Warisan Sejarah dan Tanggung Jawab Profesionalisme
Istilah ‘Jasmerah’ yang diucapkan oleh Presiden Soekarno, “jangan sekali-kali meninggalkan sejarah,” sangat relevan bagi insan pers. Sejarah pers Indonesia adalah cerminan dari perjuangan panjang untuk kebebasan berekspresi, kemerdekaan informasi, dan independensi wartawan. Kebebasan yang kita nikmati saat ini adalah buah dari pengorbanan dan dedikasi para jurnalis pendahulu.
Sebagai bentuk penghargaan dan penerusan estafet perjuangan, sudah menjadi kewajiban kita untuk melanjutkan tugas sebagai wartawan yang profesional. Di era digital ini, tantangan semakin kompleks. Banjir informasi, disinformasi, dan kecepatan penyebaran berita menuntut profesionalisme yang lebih tinggi. Kompetensi wartawan, yang diuji melalui UKW, bukan sekadar sertifikat, melainkan pengakuan atas kapasitas untuk menyajikan informasi yang akurat, berimbang, dan bertanggung jawab.
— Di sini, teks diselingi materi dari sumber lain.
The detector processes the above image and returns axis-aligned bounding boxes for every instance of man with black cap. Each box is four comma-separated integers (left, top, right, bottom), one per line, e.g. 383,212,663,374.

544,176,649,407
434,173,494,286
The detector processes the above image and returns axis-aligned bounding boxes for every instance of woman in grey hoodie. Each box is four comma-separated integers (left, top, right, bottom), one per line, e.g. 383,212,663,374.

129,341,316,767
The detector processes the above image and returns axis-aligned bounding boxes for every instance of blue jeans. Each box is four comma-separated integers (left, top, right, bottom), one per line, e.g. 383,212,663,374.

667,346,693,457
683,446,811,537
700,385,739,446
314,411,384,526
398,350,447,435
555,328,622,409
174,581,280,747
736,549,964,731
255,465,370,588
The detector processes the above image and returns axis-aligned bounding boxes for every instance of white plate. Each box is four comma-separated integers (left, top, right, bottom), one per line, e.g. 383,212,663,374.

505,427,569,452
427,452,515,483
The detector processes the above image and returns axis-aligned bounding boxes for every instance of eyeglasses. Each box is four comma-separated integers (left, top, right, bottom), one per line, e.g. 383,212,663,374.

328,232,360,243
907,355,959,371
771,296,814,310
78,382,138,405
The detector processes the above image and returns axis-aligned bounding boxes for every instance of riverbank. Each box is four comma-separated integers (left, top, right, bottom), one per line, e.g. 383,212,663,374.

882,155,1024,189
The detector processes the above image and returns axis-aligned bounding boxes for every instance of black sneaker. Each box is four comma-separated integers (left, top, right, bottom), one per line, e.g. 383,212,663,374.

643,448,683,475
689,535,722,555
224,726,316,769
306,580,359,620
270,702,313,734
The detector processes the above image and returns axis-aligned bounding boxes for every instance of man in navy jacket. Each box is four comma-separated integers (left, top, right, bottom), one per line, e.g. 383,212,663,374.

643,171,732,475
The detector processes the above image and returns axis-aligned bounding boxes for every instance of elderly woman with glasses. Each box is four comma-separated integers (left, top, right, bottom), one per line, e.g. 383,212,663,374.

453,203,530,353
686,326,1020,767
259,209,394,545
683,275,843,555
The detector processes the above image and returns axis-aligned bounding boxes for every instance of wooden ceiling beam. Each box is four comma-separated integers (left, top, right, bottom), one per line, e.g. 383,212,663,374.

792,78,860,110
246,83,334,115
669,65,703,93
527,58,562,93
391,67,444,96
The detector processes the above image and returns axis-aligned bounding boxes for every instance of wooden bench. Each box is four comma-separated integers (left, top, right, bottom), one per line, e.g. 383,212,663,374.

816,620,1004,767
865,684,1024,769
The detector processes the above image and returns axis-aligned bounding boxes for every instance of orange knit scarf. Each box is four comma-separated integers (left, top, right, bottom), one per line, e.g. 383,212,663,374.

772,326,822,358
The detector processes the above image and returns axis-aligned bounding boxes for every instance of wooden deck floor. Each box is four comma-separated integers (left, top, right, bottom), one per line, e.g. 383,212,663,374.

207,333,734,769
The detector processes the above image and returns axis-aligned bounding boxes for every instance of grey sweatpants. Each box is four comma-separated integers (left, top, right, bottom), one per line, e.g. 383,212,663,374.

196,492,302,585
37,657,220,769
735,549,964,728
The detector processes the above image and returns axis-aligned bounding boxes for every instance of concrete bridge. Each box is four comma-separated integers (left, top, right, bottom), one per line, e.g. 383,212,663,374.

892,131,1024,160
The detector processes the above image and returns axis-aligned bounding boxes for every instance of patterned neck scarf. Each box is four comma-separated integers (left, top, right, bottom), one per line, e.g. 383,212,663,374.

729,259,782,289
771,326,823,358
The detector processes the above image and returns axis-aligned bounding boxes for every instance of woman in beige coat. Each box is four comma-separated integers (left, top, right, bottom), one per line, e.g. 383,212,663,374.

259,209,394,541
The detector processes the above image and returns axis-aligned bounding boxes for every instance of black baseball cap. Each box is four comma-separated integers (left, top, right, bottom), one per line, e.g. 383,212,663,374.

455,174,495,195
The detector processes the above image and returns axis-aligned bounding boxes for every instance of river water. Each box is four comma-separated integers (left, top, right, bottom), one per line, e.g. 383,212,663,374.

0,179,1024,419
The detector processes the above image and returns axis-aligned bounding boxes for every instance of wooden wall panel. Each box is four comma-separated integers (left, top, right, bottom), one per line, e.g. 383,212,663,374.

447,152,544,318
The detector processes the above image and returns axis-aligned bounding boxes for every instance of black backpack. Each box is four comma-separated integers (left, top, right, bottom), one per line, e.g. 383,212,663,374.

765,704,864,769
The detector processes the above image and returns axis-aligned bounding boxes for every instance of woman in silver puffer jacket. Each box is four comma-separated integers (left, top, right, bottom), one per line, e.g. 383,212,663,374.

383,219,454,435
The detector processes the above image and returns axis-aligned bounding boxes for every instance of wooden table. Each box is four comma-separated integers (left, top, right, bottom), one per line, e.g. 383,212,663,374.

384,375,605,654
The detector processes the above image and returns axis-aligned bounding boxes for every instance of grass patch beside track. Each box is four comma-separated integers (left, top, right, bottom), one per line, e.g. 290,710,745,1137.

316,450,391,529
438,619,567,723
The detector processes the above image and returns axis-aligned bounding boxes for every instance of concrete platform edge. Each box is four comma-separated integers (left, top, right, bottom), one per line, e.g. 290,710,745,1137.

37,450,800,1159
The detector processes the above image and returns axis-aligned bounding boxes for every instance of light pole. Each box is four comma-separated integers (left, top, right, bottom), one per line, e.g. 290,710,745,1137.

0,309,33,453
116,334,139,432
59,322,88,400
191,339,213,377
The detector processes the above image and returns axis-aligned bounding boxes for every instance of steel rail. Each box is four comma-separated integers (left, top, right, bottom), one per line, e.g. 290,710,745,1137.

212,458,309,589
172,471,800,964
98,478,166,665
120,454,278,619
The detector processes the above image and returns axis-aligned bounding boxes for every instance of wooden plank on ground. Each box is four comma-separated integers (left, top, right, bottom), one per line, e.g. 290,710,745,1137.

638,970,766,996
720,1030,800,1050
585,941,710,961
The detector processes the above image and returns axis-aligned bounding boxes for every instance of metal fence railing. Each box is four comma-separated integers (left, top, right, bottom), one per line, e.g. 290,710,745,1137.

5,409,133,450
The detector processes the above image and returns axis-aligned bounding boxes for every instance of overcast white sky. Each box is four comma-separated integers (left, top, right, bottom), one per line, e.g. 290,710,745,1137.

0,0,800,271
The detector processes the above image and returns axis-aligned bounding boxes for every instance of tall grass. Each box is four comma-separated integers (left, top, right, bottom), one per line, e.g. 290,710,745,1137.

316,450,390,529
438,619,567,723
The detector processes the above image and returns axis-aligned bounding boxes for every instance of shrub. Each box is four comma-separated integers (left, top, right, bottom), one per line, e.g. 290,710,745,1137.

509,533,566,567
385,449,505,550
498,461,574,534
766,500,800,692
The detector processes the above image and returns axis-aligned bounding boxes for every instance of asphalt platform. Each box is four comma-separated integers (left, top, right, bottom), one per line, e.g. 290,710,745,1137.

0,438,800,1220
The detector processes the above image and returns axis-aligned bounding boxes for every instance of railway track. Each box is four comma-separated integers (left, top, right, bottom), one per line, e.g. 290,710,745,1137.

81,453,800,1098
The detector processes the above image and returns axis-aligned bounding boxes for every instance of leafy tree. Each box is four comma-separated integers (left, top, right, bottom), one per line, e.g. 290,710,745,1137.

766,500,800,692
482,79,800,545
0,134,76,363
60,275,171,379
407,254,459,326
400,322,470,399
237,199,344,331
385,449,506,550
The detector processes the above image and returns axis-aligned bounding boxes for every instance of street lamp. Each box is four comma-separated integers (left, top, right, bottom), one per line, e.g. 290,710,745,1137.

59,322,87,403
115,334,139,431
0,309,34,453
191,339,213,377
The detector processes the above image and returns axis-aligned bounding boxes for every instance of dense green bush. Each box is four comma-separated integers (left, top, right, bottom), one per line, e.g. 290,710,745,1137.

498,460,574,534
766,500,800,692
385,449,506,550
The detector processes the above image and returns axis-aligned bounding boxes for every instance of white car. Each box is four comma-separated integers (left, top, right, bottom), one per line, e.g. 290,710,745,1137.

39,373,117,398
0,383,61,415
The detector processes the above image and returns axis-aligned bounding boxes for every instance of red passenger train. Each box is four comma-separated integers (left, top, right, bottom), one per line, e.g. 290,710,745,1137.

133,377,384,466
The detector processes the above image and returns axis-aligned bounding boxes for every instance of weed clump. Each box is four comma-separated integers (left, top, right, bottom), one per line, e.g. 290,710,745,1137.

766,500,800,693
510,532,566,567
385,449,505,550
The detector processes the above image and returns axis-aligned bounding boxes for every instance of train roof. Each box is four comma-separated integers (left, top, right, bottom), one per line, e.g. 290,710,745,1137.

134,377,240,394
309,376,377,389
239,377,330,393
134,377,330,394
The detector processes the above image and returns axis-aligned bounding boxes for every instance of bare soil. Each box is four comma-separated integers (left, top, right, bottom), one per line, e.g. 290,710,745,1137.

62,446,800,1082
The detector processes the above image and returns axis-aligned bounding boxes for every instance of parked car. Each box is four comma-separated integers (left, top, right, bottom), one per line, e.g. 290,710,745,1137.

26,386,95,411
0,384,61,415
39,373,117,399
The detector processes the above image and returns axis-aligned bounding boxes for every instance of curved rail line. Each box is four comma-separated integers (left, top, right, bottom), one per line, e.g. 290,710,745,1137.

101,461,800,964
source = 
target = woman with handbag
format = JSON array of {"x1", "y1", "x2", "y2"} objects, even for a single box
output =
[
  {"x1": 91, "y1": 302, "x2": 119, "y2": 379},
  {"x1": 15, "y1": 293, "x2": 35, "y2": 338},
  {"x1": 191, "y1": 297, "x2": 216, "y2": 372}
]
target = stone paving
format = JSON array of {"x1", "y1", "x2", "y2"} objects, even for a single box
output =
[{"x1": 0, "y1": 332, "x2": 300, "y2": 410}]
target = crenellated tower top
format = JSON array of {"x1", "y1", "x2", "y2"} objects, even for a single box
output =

Belajar dari sejarah pers yang penuh dinamika, kita diingatkan bahwa peran jurnalis bukan hanya menyampaikan fakta, tetapi juga menjaga integritas dan etika profesi. Hanya dengan menjaga profesionalisme, kita bisa memastikan bahwa suluh kebebasan pers akan terus menyala terang, menjadi penuntun bagi masyarakat di tengah riuhnya informasi.